With Apache Spark
Ampool provides a distributed in-memory data store where multiple computational frameworks can access and process the data from. Spark is one such framework for distributed data processing supported by Ampool. Typically Spark caches data into its executor memory from underlying disk based stores for faster processing. Data fetched is immutable and typically can not be used across multple spark jobs unless it is persisted back to disk store and re-read for processing by another spark job. Ampool alleviate this inefficiency by supporting mutable, in-memory tables such that Spark can directly acess and process the data from it at in-memory speed avoiding the need for large immutable in-memory cache on the spark side.
Ampool provides seamless integration between its memory tables and Spark DataFrames. A Spark DataFrame is a distributed collection of data organized into named columns that is equivalent to a table in RDBMS. Spark provides SQL like query functionality as DataFrame API (like filters and aggregations). Along with it, one can also register a DataFrame as temporary table and use SQL queries similar to any RDBMS.

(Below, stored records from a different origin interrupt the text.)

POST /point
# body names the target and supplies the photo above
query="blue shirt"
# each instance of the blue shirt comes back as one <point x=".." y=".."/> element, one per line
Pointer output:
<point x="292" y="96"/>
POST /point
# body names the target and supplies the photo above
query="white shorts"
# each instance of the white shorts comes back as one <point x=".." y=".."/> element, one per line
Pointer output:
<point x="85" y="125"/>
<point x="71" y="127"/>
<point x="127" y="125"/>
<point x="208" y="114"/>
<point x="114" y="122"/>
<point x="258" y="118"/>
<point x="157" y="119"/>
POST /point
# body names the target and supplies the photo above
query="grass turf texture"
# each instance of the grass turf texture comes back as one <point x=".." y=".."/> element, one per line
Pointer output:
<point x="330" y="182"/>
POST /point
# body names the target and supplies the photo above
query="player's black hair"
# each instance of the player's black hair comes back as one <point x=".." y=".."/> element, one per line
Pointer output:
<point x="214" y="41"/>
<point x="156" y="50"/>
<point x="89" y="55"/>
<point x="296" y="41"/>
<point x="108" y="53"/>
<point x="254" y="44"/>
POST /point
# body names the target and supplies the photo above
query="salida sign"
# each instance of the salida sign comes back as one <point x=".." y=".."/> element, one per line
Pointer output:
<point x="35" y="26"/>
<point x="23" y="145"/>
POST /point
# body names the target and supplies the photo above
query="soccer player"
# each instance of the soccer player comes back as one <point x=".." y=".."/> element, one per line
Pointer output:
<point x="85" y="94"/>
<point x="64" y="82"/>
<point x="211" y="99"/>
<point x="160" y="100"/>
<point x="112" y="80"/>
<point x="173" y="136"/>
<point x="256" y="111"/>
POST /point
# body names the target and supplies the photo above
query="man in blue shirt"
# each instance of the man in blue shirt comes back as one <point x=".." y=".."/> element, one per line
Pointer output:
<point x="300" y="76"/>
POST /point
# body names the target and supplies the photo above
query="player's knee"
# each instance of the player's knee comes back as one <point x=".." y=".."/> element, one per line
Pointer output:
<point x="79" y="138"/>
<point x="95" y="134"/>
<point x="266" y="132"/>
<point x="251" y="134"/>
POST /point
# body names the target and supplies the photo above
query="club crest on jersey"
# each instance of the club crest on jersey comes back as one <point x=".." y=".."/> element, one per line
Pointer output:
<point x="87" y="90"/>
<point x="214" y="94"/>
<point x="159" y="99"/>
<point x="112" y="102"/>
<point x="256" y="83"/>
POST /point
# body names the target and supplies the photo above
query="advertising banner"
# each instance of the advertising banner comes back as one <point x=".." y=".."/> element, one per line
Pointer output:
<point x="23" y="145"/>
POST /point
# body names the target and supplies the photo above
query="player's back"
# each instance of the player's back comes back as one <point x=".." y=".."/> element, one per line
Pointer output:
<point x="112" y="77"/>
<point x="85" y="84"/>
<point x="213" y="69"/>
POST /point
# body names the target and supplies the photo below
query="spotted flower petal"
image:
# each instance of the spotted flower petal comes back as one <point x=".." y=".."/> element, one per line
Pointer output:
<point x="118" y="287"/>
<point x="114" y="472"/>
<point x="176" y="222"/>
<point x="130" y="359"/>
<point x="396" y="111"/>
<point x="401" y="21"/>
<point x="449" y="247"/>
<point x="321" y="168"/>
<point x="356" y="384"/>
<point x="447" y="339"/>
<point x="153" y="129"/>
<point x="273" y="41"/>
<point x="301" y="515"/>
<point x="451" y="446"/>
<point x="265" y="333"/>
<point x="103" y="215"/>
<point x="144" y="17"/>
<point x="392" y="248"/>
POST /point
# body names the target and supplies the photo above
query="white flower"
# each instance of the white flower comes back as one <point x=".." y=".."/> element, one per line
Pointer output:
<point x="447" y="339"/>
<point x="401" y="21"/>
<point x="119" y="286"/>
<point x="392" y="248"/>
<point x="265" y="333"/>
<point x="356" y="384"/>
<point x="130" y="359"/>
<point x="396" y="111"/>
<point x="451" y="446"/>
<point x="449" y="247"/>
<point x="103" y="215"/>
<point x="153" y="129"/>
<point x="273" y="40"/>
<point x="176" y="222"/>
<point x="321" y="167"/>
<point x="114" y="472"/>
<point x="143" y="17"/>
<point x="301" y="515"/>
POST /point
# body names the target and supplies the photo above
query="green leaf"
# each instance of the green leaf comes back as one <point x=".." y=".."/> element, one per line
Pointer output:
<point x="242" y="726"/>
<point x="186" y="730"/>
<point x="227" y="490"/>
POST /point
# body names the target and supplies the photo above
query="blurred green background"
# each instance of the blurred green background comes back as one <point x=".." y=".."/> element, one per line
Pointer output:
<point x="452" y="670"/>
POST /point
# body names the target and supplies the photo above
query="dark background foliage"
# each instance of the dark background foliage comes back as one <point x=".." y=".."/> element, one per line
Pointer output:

Ampool tables also allow one to organize data into named columns (with respective types) that are distributed across nodes in an underlying Ampool cluster. DataFrame's and mtable's are equivalent and can be mapped by columns with their respective types. This page discusses Spark DataFrame and Ampool tables (MTable/FTable) integration that allows one to save Spark DataFrames as an Ampool Table with respective column types.
Spark-Ampool deployment configuration¶
It is possible for Spark cluster to remotely access the Ampool Datastore installed on a separte cluster. Although is not a recommended configuration. In a commonly recommended configuration, Ampool acts as a high speed local persistent data store collocated with applications running on compute cluster, while long term archive stores like HDFS,S3 etc act as remote data stores. Ampool seemlessly tier the data to remote cluster such that Applications running on compute cluster does not have to worry about tiering the data for optimal access and efficiency.
Spark cluster is typically deployed either in standalone mode or in the existing cluster managed by YARN or Mesos cluster managers (See for more details). Spark cluster using Ampool as an in-memory datastore should be collocated with Ampool Cluster to avail the data locality, as shown in the diagram below.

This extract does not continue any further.